Она садится на диван. Снова ничего не говорит.
– У тебя больше нет телевизора?
– Я купил видеопроектор. У меня теперь стена вместо экрана.
– У него такая большая картинка?
– Практически во всю стену. Я опускаю жалюзи.
– Что ты делаешь?
– Когда в комнате светло, то плохо видно.
– Не надо… это ни к чему.
– Я только хотел тебе показать.
– Неважно, я уже все поняла.
Мы оба замолкаем, молчание разделяет нас.
– У меня остались твои вещи, ты их забыла.
– Какие вещи?
– Книга, пара трусиков…
– Можешь оставить их себе.
Я кладу мороженое в ее вазочку.
– Держи, это тебе. Крем-брюле и шоколадное. То, что ты любишь.
Я сажусь на диван рядом с ней. Вскоре она встает и идет к книжным полкам.
– Книг, по-моему, стало в два раза больше.
– Ну, не в два раза, но кое-что прибавилось. Надо купить новый стеллаж, мне не нравится класть книги стопками.
Я подхожу к ней, теперь я у нее за спиной. Я улавливаю ее запах.
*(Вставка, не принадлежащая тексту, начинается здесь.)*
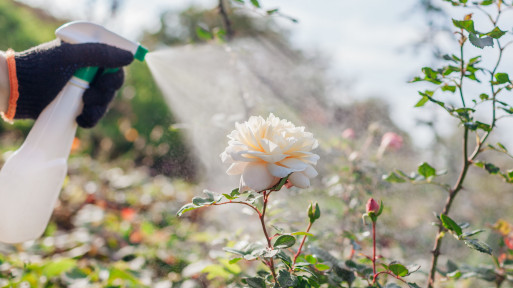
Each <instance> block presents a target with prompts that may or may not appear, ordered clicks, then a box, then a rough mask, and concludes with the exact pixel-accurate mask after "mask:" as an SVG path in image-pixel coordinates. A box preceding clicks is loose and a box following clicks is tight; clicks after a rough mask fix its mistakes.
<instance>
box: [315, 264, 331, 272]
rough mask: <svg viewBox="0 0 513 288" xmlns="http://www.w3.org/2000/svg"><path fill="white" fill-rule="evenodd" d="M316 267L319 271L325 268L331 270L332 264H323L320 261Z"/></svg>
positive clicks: (324, 270) (315, 266)
mask: <svg viewBox="0 0 513 288" xmlns="http://www.w3.org/2000/svg"><path fill="white" fill-rule="evenodd" d="M315 268H316V269H317V270H319V271H325V270H329V269H330V266H328V265H326V264H322V263H319V264H316V265H315Z"/></svg>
Я протягиваю руку за книгой и почти наваливаюсь на нее, так что ей приходится отодвинуться. Я иду по тонкому льду. Я осторожно подбираю слова, остерегаюсь сделать неверное движение, неловкий жест. Я боюсь, что мое лицо выдаст меня, что на нем отразятся мой страх и вожделение. Тянусь включить музыку, но вовремя одумываюсь: нет, лучше не надо, она может подумать, что я пытаюсь создать романтическую атмосферу. Я не понимаю, она на самом деле так спокойна или только делает вид. Если она притворяется, то держится превосходно, потому что ничем не выдает себя. И прежде всего выглядит совершенно невозмутимой.
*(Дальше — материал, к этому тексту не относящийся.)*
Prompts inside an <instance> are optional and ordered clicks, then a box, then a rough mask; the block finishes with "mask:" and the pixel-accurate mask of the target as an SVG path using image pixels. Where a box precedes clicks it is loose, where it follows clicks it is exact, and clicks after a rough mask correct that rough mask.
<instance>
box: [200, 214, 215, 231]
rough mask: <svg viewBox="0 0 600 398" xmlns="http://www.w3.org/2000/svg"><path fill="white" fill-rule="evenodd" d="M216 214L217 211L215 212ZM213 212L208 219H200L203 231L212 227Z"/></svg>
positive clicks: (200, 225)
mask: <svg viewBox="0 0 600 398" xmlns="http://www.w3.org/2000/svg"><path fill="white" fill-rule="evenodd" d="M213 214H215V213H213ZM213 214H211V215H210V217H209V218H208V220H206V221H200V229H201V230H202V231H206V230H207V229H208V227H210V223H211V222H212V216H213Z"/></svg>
– Мне нравится твоя новая мебель. Она подходит к этой комнате. Мне вообще этот дом всегда нравился.
– Тогда почему бы тебе не вернуться? Этот дом еще дышит тобой, все в моей жизни еще напоминает о тебе, я не перестаю говорить о тебе. Оглянись вокруг: ты здесь, среди этих стен, видишь знакомые вещи, тарелки, простыни. Многое из того, что здесь есть, ты сама покупала. Возвращайся… Ты ведь уже здесь, ты всегда была здесь, чтобы вновь все воссоединить, тебе надо только сказать «да».
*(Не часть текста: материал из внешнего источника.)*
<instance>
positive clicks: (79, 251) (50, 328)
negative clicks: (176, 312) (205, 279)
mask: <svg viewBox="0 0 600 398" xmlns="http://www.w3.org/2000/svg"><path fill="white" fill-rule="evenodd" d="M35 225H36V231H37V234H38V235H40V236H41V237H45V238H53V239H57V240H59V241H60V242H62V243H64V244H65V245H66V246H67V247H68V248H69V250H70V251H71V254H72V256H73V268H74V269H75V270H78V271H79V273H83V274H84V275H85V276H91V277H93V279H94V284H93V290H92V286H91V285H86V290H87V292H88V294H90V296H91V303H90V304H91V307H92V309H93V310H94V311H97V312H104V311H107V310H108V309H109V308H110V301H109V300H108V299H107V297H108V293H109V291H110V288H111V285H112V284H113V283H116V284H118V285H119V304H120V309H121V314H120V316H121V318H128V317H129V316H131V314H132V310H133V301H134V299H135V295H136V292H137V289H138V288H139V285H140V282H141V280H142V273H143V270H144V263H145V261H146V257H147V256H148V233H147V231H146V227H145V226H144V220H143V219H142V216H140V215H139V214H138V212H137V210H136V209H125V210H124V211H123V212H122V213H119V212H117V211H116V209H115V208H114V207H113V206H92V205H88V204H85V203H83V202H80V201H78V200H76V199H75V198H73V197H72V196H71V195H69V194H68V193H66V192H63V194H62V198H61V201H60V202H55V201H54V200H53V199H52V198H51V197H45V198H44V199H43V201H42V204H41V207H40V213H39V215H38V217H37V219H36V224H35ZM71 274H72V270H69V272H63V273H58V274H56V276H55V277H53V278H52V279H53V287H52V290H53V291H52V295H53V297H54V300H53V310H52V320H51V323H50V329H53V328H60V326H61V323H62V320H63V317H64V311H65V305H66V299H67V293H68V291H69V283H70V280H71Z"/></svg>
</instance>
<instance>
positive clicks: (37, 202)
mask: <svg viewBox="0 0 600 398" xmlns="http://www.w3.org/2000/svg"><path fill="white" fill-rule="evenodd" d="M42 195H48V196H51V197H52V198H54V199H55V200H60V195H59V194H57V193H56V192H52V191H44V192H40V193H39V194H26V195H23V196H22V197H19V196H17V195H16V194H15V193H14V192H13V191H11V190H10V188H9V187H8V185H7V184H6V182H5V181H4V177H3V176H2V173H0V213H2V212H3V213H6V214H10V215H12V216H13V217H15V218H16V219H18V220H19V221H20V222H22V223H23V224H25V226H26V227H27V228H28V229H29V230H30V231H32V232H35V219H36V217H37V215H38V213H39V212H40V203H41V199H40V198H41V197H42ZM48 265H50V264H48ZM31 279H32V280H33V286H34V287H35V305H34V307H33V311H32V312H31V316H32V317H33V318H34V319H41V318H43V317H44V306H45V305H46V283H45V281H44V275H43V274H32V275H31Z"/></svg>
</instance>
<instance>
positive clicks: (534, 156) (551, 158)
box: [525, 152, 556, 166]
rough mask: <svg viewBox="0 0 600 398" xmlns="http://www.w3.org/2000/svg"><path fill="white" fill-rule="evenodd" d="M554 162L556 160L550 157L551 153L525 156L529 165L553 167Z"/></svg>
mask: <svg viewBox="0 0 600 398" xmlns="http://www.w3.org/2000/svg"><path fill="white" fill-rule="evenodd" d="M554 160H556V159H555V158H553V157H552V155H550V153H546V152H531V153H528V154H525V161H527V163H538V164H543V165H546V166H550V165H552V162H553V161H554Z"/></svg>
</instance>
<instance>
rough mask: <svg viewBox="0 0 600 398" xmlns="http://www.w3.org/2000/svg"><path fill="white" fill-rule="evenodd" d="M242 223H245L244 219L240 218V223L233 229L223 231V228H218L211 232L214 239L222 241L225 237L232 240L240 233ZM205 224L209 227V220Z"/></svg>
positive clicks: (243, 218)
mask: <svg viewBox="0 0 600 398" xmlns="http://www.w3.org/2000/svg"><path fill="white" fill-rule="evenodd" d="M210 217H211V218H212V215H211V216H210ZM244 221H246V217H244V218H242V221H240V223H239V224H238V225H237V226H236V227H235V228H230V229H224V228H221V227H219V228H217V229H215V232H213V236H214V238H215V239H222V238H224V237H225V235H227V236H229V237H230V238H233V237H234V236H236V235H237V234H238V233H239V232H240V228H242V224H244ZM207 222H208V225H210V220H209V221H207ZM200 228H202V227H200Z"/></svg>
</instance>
Она улыбается, облизывает ложечку с мороженым и ни слова не говорит мне в ответ. Я иду на кухню за тарелкой.
– Вот, посмотри. Это моя любимая тарелка, я ем только на ней. Видишь, до чего я докатился, я кладу себе еду на битую тарелку, потому что это ты отколола у нее край. Ты ее помнишь?
– Да, помню.
– Мне не нужна новая посуда, мне больше нравится пусть и щербатая, но твоя тарелка. И когда я ее мою, мне приятно ощущать под пальцами ее шероховатую щербинку, я тешу себя надеждой, что если я ее потру, как лампу Аладдина, то ты вернешься ко мне. Я ее не поменяю ни на какую другую тарелку в мире. Вернись и избавь меня от этой патетики, я в нее впадаю, потому что она создает для меня иллюзию твоей близости. Я становлюсь жалким. Помоги мне, избавь меня от этой муки. – Я с улыбкой заканчиваю свою декламацию. Она улыбается. Мы вместе начинаем смеяться. Когда она смеялась, жизнь замирала. Всегда. И сейчас это так.